Caregiver

The most challenging and rewarding experience of my life occurred during the time I served as a caregiver for both my mother and father. The journey began when I accompanied my father to the VA and we learned about his cancer diagnosis. From that moment on, I attempted to assist my mother in caring for him and supporting her through the grieving process as she witnessed her husband of 50 years gradually lose his abilities before ultimately passing away.

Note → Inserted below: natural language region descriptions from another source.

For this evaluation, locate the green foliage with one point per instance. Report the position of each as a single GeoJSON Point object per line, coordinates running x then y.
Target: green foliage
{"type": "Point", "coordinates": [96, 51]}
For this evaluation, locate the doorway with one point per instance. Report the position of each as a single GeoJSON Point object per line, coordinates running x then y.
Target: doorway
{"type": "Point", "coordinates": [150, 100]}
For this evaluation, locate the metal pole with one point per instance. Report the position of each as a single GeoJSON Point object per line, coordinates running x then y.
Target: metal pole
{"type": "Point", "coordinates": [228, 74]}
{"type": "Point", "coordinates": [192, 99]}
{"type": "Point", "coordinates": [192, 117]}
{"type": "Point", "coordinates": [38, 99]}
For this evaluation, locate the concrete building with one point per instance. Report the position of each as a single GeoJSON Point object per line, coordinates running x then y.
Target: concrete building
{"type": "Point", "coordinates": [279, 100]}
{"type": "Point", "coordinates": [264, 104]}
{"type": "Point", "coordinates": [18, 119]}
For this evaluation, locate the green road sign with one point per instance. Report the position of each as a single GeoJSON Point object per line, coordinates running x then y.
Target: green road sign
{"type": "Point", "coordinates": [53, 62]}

In the subsequent year, I became a companion to my mother, accompanying her to appointments and activities. Tragically, two years later I accompanied her to a procedure and we later learned that she too had cancer.   I worried about her but also felt some anger that once again I had to watch my parent go on a long cancer journey.  I encountered numerous highs and lows, often questioning if I could endure another day. Here are the strategies that helped me persevere:

  • Utilizing Resources:
  • Taking advantage of the resources at the cancer center where my parents received care became crucial. Conversations with the chaplain and social worker provided a space to express my emotions—fears, anger, doubt and guilt. They emphasized that these feelings did not diminish the love I had for my parents, teaching me to accept all emotions and be kind to myself.
  • Accepting Help:
  • Initially hesitant to accept help, I realized the importance after a personal incident. Falling down stairs while rushing to get to my mother, I acknowledged the need for assistance. It began with a simple request for an ice pack from my mother’s nurse.
  • Embracing the Present:
  • Focusing on the present became a paramount coping mechanism. Engaging in conversations with my parents, learning about their past, and even apologizing for past behavior allowed for rich but painful conversations that I now cherish.  Laughing at silly movies and eating together took on new significance during that time.
  • Giving Time:
  • Understanding the difficulty of decisions during chronic or terminal illness, I learned to give my parents the time they needed. Patiently waiting for them to discuss advanced directives and funeral arrangements, I recognized their fear and uncertainty in making these challenging decisions.
  • Advocacy:
  • Becoming an advocate for my parents was a daunting task. While not always easy, I found the courage to speak up to medical professionals when necessary, ensuring the best care for my loved ones.
  • Time Management:
  • Effectively managing my time became essential to balance personal life and caregiving. Scheduling naps during their rest times and letting go of unrealistic expectations allowed me to focus on essential tasks, including self-care to maintain the energy needed for caregiving.

After their deaths I had to repurpose my life.  Figure out what I would do with the hours that I used to spend with my parents.  And, I embraced the freedom taking trips I would have never considered before learning how short and precious life is.  Despite the profound loss, I miss my parents dearly and remain grateful for the wonderful life they provided me, extending their love and support until the very end.